It is also important to note that the increase in employment in minerals-support functions is located primarily to oil and gas.
As for other industries,
- Manufacturing is steady around 10,000 employees - no upward or downward trend;
- Retail trade employment continues to decline, with 2016 numbers below 2015 for five months now;
- Private educational services - a small industry whose jobs trend is a general prosperity indicator - fell below 2015 employment figures in September and the gap has only widened since then;
- Transportation and warehousing is down in year-to-year employment for 17 months now, with a widening gap in recent months;
- Finance and insurance has an 11-month long streak now of decline in employment.
The fact that financial companies make the list of workforce downsizing is another sign of a crisis having spread beyond minerals. This means, plainly, that we as a state are getting noticeably poorer. A closer look at personal-income and private-consumption data will tell us by how much.
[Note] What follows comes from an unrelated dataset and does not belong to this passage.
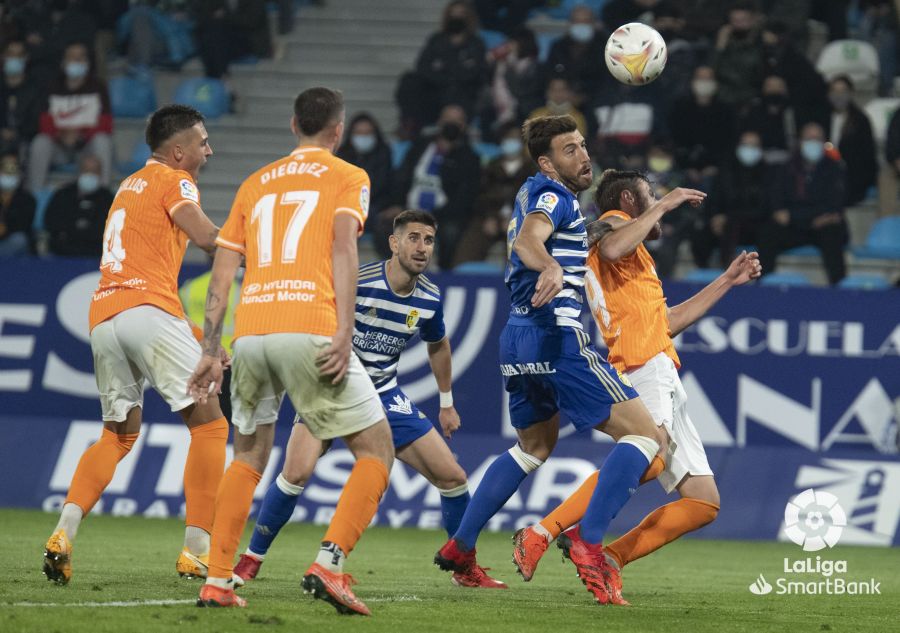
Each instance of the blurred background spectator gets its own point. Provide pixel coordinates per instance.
(77, 213)
(16, 209)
Expect an article in the next few days.
One last point, one with some optimism in it: there is a slow, weak trend, but nevertheless a trend, of decline in local government employment. More specifically, our school districts have made marginal reductions to their payrolls: since the start of the fall semester of 2016, school employment numbers are consistently lower than for the 2015 fall semester. The difference is minor, but nevertheless there: in December 2016 Wyoming school districts had 25,700 employees, 700 fewer than in December 2015.
Finally, our local governments are slowly beginning to show signs of recognition of the harsh reality that private-sector taxpayers have lived in for almost two years now.
*) Raw data for all figures is from the Bureau of Labor Statistics.